It is a bit bigger and somewhat colder, but a planet circling a star 500 light-years away is otherwise the closest match of our home world yet discovered, astronomers announced on Thursday.Yay! Now we can totally go there once we've ruined this planet! It turns out the nefarious alien aggressors from the movies who travel the universe invading and exploiting like-planets after destroying their own are us!
The planet, known as Kepler 186f, named after NASA's Kepler planet-finding misison, which found it, has a diameter of 8,700 miles, 10 percent wider than Earth, and its orbit lies within the "Goldilocks zone" of its star, Kepler 186 — not too hot, not too cold, where temperatures could allow for liquid water to flow at the surface, making it potentially hospitable for life.
"It's Earth size," said Elisa V. Quintana of the SETI Institute and NASA's Ames Research Center in Mountain View, Calif. "It's in the habitable zone. So we now know these planets do exist."

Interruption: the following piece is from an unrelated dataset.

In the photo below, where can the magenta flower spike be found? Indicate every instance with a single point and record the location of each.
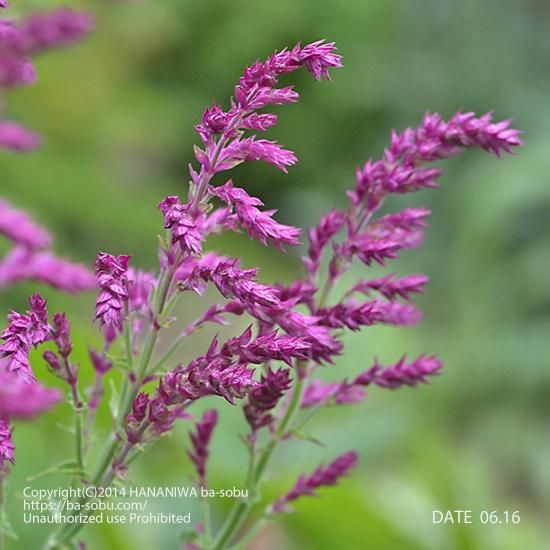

...With its smaller size, Kepler 186f is more likely to have an Earth-like rocky surface, another step in astronomers' quest for what might be called Earth 2.0.
"It's a progression," said another member of the discovery team, Thomas S. Barclay of the Bay Area Environmental Research Institute. "This is a very, very exciting milestone discovery. It has a much higher probability of being habitable. This planet really reminds us of Earth."
The researchers speculate that it is made of the same stuff as Earth. "It probably has a composition made up of iron and rock and ice and some water, as Earth does," Dr. Barclay said, though he added that "the relative combination of those things could be very different."
The gravity on Kepler 186f, too, would be roughly the same as Earth's. "You could far more easily imagine someone being able to go there and walk around on the surface," said Stephen Kane, an astronomer at San Francisco State and another member of the research team.
Kepler 186f is not a perfect replica, however. It is closer to its star — a dwarf star that is smaller and cooler than the sun — than the Earth is, and its year, the time to complete one orbit, is 130 days, not 365. It is also at the outer edge of the habitable zone, receiving less warmth, so perhaps more of its surface would freeze.
On the other hand, the researchers said that with its greater mass, Kepler 186f could conceivably have a thicker, insulating atmosphere to compensate.
"Perhaps it's more of an Earth cousin than an Earth twin," Dr. Barclay said.
Just kidding! We'll definitely destroy Earth before we figure out how to leave it! You're safe, inhabitants of Kepler 186f!